試用期間中は厚生年金や健康保険の加入者になれない?

試用期間中は厚生年金や健康保険の加入者になれない?

試用期間というのは労働基準法では「試みの期間にあるもの」書かれており、つまり、「雇っているけれど、まだ、正式の採用ではない」という段階の人です。試用期間が過ぎるまでに、雇主は労働者の適性や性格等を見極めて本採用にするかしないかを確定します。試用期間は本採用ではないことから、労働者としては身分が安定しないことになるため、あまり長期に渡る試用期間を設けることはNGとされています。平均的には、2〜4か月程度の試用期間を採用している企業が多いようです。

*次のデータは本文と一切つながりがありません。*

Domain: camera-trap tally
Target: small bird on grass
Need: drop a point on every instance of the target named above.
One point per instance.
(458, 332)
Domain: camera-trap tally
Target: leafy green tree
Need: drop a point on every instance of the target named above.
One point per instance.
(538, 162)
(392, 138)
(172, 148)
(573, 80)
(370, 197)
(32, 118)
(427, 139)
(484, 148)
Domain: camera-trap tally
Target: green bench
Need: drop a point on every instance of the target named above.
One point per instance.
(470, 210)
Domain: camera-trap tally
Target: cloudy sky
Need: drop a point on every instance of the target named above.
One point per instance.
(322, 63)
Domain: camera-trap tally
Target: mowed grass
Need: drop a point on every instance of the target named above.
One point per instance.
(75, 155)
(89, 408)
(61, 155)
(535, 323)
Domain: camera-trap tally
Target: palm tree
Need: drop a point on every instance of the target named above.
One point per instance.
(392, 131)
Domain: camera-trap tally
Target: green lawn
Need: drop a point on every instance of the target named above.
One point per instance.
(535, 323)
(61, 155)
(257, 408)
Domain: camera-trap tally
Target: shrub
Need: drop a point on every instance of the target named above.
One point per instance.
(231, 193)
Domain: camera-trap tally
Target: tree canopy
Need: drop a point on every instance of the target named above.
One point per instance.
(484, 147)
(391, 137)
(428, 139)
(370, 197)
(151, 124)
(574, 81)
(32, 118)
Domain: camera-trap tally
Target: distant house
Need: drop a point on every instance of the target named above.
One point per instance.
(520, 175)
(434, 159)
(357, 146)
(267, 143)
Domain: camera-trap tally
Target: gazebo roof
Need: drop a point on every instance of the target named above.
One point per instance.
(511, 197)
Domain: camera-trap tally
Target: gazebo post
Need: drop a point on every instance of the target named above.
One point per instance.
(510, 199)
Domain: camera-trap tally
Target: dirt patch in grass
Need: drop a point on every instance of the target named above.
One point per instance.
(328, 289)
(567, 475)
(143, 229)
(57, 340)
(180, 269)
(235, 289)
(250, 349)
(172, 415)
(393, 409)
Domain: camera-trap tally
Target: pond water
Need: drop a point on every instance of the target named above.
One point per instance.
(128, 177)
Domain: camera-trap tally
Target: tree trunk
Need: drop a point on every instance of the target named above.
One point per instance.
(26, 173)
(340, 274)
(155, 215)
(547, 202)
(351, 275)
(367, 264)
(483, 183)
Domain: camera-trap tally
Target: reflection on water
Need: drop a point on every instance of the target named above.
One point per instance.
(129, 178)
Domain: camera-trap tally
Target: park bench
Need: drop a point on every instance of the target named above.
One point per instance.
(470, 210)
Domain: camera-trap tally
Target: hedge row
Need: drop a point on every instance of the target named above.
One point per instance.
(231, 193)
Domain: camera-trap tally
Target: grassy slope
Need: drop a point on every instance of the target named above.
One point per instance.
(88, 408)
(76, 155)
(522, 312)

この、試用期間中は、社会保険適用事業所であっても、「国保と国民年金に入るように」なんてことを言ってくる事業所が少なからずあるようです。たしかに、試用期間中は正規雇用ではありません。そのためか、求人票に「社会保険完備」としていながら、こういうことを言ってくる会社が少なからずあるようです。雇う側の心理としては、「試用期間では、いつ辞めるか分からないし、試用期間が終わるまでの期間は正社員ではないから。」とか「短期間で辞めるかもしれないのに、手続きや保険料を負担するのは面倒。」ということがあるようです。

では、使用期間中の労働者は、厚生年金、健康保険の加入者になれないのか?というと、そうではありません。
むしろ、「社会保険完備」としているのであれば、加入させなければ違法になります。

社会保険完備というのは、「その事業所(会社)で働いているすべての労働者は、社会保険に加入する」ということ。これに「試用期間か、正規雇用か?」の区別はされていません。所定の基準となる労働時間、労働日数を満たしていれば、試用期間であっても、雇主側には社会保険への加入義務が生じます。

加入させなければならない労働者を、故意に加入させていないということになると、立派な違法行為となり、雇い入れ時点まで遡って保険料を請求されることになります。

使用期間中を、正社員としてではなく、アルバイトとして契約する会社もあります。この場合、労働時間や労働日数がどうなっているかで加入義務の有無が生じる点は、試用期間の社員と同様ですが、この場合は法律的にグレーゾーンとなり、個々の事例で判断が分かれるようです。